29 Marzo 2024

cheFare, reti territoriali per l’innovazione culturale e sociale

Il bando cheFare, promosso dall’Associazione Culturale Doppiozero, si presenta come «uno strumento di ricerca sui nuovi modi di fare cultura oggi in Italia». Una «piattaforma per la mappatura, la votazione e la realizzazione di progetti di innovazione culturale» nel Belpaese, con un occhio attento ai valori di impresa e di sostenibilità economica.

I progetti culturali che puntano sull’innovazione e sulla qualità delle idee possono concorrere all’assegnazione di una cifra per nulla trascurabile – 100.000 euro nell’ultima edizione – attraverso un bando che prevede la selezione dei progetti migliori, da mettere online per due mesi in modo da essere votati dal pubblico. Quelli – 8 – che hanno ottenuto più preferenze dalla Rete tornano ad essere valutati dalla giuria, che proclama il vincitore. Quest’anno l’iniziativa cheFare – cifre alla mano – è molto cresciuta e per il bando 2015 si annunciano già delle sorprese.

Nel seguito, la redazione di cheFare ci parla del progetto vincitore e dell’importanza del concetto di «fare rete». 



I numeri di cheFare dell’ultima edizione testimoniano una risposta significativa da parte degli utenti: 609 progetti, 71.000 voti, 400.000 visite al sito, 1.560.000 pagine visitate, 1.400 contenuti multimediali prodotti dalle comunità caricati su Timu. Vi aspettavate questa attenzione e questa partecipazione?

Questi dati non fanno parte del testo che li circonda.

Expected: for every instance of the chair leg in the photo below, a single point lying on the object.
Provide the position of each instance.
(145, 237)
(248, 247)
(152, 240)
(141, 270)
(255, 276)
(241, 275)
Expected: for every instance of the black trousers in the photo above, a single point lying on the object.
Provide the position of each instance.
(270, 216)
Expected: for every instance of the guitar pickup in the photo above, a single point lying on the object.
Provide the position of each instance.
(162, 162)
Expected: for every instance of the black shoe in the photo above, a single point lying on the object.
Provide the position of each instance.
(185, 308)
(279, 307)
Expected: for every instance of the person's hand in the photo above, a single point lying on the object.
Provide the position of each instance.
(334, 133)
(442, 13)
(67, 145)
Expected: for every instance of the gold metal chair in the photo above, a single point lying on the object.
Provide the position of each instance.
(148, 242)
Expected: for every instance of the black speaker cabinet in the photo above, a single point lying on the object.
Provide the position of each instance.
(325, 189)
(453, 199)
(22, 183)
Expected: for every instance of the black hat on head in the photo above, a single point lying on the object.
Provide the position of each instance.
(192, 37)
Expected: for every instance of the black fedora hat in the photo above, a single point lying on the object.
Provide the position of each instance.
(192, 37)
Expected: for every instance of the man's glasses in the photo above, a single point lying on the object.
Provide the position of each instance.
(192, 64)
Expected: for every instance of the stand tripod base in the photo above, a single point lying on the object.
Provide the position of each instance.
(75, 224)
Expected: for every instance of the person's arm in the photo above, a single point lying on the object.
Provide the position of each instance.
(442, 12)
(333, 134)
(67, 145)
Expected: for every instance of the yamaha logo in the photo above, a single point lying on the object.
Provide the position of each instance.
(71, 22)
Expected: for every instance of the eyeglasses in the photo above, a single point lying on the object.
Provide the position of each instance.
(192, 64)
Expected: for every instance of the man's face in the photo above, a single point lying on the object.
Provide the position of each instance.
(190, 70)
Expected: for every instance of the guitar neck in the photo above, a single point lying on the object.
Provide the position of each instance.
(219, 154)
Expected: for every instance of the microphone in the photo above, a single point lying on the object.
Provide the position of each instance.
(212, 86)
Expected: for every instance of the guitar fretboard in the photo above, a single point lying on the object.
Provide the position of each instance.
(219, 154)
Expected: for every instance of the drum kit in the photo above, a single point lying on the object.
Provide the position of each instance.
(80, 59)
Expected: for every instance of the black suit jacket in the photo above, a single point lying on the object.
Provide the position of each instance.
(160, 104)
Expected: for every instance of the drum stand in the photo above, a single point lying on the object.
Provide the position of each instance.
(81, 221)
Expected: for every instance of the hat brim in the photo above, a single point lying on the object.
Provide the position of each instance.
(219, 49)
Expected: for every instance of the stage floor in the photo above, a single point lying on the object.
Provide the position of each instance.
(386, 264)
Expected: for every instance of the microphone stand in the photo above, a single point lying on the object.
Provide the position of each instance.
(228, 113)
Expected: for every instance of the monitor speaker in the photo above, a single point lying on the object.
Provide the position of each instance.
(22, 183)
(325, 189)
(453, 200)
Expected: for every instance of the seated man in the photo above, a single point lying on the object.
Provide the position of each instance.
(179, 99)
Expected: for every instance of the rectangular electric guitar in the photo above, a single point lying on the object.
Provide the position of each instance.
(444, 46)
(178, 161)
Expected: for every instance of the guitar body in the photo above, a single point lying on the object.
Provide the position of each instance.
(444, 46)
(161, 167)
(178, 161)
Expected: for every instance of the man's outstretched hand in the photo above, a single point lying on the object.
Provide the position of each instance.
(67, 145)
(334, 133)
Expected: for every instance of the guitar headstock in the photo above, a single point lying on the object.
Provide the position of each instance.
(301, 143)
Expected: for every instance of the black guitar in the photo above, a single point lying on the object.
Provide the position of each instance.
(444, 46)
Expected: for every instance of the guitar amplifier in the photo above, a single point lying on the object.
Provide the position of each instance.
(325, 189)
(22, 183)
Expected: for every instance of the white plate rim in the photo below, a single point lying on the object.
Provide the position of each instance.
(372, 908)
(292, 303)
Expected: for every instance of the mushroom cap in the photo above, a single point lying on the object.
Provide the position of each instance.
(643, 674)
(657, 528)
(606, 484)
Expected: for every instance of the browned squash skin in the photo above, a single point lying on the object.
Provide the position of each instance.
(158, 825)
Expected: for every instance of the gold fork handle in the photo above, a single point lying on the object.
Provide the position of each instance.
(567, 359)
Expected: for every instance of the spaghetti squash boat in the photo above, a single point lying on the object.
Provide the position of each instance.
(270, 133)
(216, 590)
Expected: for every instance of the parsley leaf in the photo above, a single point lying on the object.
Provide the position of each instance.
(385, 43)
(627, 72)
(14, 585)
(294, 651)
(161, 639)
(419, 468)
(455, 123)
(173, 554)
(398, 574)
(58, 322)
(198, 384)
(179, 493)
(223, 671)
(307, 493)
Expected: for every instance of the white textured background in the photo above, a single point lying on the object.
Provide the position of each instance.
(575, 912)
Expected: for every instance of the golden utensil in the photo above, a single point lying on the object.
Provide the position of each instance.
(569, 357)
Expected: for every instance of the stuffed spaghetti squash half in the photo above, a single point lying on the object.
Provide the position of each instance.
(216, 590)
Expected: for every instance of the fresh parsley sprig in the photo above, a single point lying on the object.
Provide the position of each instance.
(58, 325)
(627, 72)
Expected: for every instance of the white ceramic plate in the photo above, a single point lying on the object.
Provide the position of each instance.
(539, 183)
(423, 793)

Il successo della scorsa edizione ci faceva ben sperare ma non ci aspettavamo questi numeri. Già dalla prima edizione la risposta al bando è stata eccezionale, questo ci fa pensare che non si tratti solo di un colpo di fortuna ma del fatto che abbiamo individuato un problema diffuso e attraverso lo strumento del bando cerchiamo di sviluppare una possibile risposta. Il centro della nostra proposta è che si debba passare dalle comunità se si vuole fare cultura in modo sostenibile e in mancanza di fondi istituzionali. Se prendiamo in esame il numero dei voti, per esempio, ci accorgeremo che sollecitare i concorrenti a fare rete con partner credibili, muoversi sul territorio per farsi conoscere e saper comunicare chiaramente il proprio progetto contribuisce considerevolmente alla buona partecipazione al bando.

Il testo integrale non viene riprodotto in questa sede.